As someone who's written four coverage tools, those discussions pain me. They make the whole topic seem over-complicated. To the ordinary person, it's really simple. There are four relevant types of coverage. They're all easy to explain. The particular variants implemented by a particular tool have no important practical consequences and are (usually) easily understood.
I describe the four types here.
Given that there's so much confusion, what good is another set of explanations? Fair question. After the explanations, I describe how to use them.
If you want to use a coverage tool, you'll find the additional reading at the end helpful.

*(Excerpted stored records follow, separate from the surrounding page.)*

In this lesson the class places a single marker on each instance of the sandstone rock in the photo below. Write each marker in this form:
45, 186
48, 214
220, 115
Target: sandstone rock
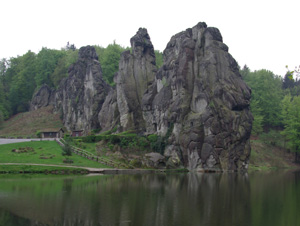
200, 91
42, 98
136, 72
154, 160
197, 97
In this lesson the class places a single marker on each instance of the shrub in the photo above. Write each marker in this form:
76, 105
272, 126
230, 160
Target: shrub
39, 134
67, 150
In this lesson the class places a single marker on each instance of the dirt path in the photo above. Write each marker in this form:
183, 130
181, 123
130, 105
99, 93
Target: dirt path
80, 167
10, 141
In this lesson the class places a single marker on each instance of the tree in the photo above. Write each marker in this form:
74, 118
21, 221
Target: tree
291, 121
46, 63
21, 81
267, 91
257, 125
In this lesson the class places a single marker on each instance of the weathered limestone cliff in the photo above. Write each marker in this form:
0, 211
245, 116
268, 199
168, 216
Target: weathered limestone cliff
136, 71
200, 96
197, 99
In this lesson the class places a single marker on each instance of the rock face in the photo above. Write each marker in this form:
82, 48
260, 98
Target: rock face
80, 96
136, 72
199, 95
197, 100
42, 98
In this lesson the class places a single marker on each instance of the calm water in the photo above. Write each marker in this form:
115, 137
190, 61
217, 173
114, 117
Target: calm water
179, 199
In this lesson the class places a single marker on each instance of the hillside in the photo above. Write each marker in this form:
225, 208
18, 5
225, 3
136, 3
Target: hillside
28, 123
265, 155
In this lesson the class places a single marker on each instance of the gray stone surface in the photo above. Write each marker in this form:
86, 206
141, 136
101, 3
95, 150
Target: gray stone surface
198, 96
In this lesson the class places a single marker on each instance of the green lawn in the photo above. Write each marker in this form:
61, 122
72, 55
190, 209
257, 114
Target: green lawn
44, 152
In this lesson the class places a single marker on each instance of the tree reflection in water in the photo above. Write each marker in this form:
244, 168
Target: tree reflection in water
152, 199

Here's some Java code I wrote recently (or, rather, cribbed from Wirth's Algorithms + Data Structures = Programs):
1: private Expr orArgument() throws ParseError { 2: Expr retval = factor(); 3: while (tokenType == AND) { 4: getsym(); 5: retval = new ExprAnd(retval, factor()); 6: } 7: tr.debugm(retval.toString()); 8: return retval; 9: }
I have a test suite for the application in which this code lives. Suppose I ran that test suite. A line coverage tool could then tell me which of these lines of code had never been reached by the execution of any of my tests.
"Line 4 in file Parser.java was never executed."
(If you're familiar with source-level debuggers, think of breakpoints. A line coverage tool essentially puts a breakpoint on every line of code. When the breakpoint is hit, it records that fact.)
It's good to know what lines haven't been executed. Maybe line 4 should read "factor()" instead of "getsym()". If I never execute it, I'll never have the chance to find out. (If I do execute it, I might still not find the bug, depending on the test, but at least I have a shot at it.)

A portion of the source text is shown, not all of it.